Bethany, 106 x 80, 1982

John B. Ravenal, from "Twenty Philadelphia Artists", Philadelphia Museum of Art, 1998

Over the past twenty years, Frank Galuszka's painting has ranged from detailed realism to thickly painted abstraction. Until the late 1980's his work involved lush narratives marked by vivid, saturated colors, fully modeled figues in convincing spaces, and detailed rendering of objects. These scenes mostly depict single or multiple figures either in interiors or in shallow stagelike foregrounds before glimpses into the distance. They are characterized by moods of stillness, as solitary figures seem to dream, watch, or wait. Communication between figures is caught in a moment of suspension, evident only in a glance or attitude of attention. These are narratives ripe with portent, as if the painting itself were thinking. In the late 1980's, the surface of galuszka's paintings began to break up into dense screens of brightly colored paint, what he calls "exploded cellular near-abstraction." While the predominant effect was that of paint - thick, intense accumulations - these works were never fully abstract, as they contained barely discernable representations of figures and objects, and collaged items such as a coffee-cup lid or bits of reflective mica that enhance the active, shimmering quality of the surface. The buildup of surface incident around these details of reality suggests analogues for an overstimulated vision, as if the image recorded a hallucinatory experience of the visible world.

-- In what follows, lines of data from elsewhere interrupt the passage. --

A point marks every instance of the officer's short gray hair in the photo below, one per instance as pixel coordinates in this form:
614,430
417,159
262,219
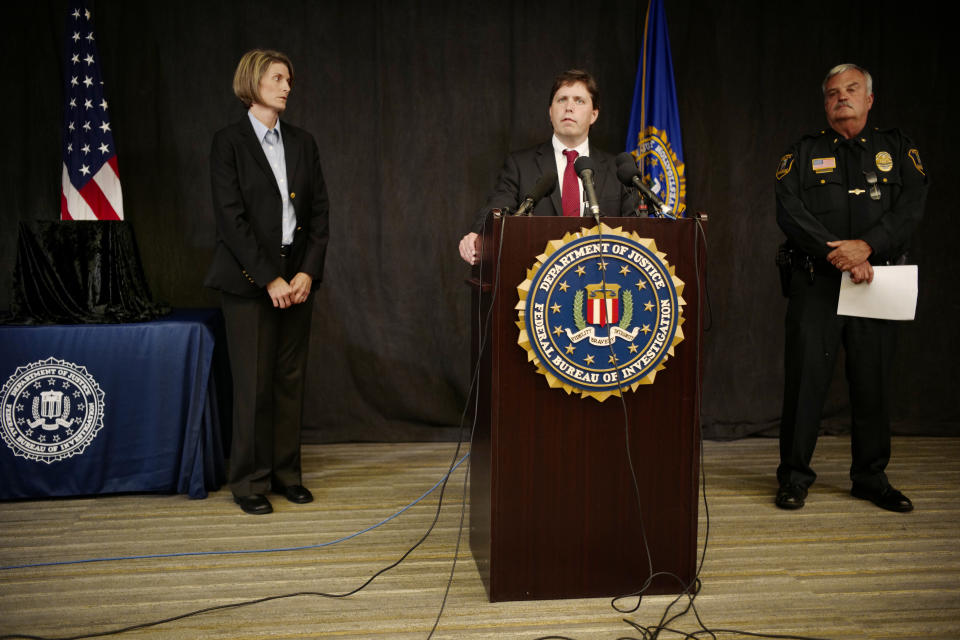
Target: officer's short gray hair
847,66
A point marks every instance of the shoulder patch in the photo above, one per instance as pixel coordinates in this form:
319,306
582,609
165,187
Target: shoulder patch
786,164
914,156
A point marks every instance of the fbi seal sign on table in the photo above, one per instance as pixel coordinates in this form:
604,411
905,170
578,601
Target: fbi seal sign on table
600,311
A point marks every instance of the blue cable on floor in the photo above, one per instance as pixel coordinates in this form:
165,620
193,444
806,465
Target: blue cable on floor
225,553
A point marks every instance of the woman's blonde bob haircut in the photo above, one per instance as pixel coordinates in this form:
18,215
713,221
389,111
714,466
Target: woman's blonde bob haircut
250,70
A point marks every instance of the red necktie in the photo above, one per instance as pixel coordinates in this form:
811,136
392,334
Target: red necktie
570,195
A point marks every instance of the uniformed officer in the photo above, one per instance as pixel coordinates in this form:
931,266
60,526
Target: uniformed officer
848,198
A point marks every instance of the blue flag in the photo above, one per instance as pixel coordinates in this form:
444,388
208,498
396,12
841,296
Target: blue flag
654,134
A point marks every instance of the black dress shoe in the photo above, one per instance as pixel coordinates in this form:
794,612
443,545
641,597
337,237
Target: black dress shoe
255,505
886,498
296,493
790,496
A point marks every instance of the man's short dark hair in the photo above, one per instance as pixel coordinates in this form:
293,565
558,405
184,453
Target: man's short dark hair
572,76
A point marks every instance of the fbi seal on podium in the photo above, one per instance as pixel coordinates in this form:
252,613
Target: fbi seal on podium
50,410
600,312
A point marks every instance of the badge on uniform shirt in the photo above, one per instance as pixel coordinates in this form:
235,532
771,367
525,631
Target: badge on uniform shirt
914,156
823,165
786,163
884,161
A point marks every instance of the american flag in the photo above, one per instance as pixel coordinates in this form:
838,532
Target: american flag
90,186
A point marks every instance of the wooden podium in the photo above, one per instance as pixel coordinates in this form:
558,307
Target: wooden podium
554,512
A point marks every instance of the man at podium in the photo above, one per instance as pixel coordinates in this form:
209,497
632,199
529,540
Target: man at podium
574,107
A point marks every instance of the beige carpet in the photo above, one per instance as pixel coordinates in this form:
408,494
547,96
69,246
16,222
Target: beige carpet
839,568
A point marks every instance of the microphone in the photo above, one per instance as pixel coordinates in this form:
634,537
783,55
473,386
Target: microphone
629,175
584,168
545,186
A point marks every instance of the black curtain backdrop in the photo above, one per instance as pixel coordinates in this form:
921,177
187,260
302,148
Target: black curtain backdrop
414,106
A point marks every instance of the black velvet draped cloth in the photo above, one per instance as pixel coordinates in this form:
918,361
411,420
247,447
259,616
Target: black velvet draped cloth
79,273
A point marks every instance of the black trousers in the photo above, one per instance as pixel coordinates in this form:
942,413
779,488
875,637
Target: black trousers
268,357
814,334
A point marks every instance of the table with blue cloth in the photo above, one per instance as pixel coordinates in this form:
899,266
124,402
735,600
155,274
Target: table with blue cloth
111,408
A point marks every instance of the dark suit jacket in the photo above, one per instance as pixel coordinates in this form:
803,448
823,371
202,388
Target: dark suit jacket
248,211
523,169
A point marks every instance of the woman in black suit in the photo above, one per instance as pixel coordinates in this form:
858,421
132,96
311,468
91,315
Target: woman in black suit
272,216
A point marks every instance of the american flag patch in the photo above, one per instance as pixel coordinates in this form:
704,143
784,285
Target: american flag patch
824,165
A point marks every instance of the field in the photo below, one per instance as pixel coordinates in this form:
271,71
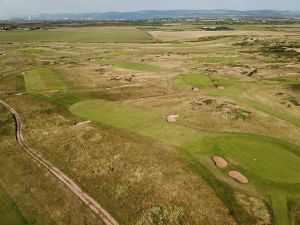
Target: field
94,101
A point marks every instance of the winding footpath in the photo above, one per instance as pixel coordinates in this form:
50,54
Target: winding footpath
68,182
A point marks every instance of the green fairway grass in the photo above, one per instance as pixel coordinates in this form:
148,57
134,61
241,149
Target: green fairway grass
265,157
218,60
188,80
9,211
133,65
42,80
282,167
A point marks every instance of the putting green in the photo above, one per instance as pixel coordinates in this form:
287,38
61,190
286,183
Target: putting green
43,80
264,157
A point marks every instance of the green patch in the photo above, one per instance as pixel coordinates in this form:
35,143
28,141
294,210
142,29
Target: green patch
263,157
251,152
217,60
280,209
133,65
20,83
294,208
43,80
10,214
187,80
144,122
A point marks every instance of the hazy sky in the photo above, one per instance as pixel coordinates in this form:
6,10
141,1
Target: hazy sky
9,8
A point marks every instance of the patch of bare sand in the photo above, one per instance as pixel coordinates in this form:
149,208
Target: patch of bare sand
80,123
172,118
238,176
220,162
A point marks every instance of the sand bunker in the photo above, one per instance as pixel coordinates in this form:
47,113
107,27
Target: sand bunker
238,176
220,162
172,118
79,123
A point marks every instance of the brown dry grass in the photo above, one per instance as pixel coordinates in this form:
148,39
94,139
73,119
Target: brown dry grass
191,35
112,165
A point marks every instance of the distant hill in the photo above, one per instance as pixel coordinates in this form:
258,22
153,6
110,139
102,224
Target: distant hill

Galuszka understands these two periods in his work as expressions of the same underlying concerns rather than a simple opposition of figuration and abstraction. In his early narrative works galuszka's carefully considered attention to form and composition gave them a highly constructed appearance, beyond an easy naturalism. In his later abstract paintings the elaborate working of every bit of the surface results in a high level of variety and intensity that leads us to ubderstand his abstract images as strongly allegorical and bursting with possible meanings. Work from the mid-1990's returns to naturalistic figures but places them in abstract settings, further complicating the idea of a linear progression from representational to nonobjective. Throughout his career, Galuszka's images have been motivated by textual associations. He often combines classical, mythological, and biblical sources with contemporary figures and settings. In Bethany, two women in modern dress allude to Mary and Martha from bethany, who in the biblical story called upon Jesus to raise their brother lazarus from the dead. In the painting, a man's reflection, perhaps alluding to the returning lazarus, appears in the window. As with many of Galuszka's works, an aura of the past seems to pervade, even comment on, the present, regardless of whether one grasps the narrative allusion. Galuszka says that he has his own " long reverie about what the painting is about É (but) this does not mean at all that I want anyone else to think that this is what the painting is about." He further explains, "I try to paint paintings that have enough ingredients in them to result in a good story, but not in such a way that they determine what the story is. For me, two readings of this painting are both equally legitimate."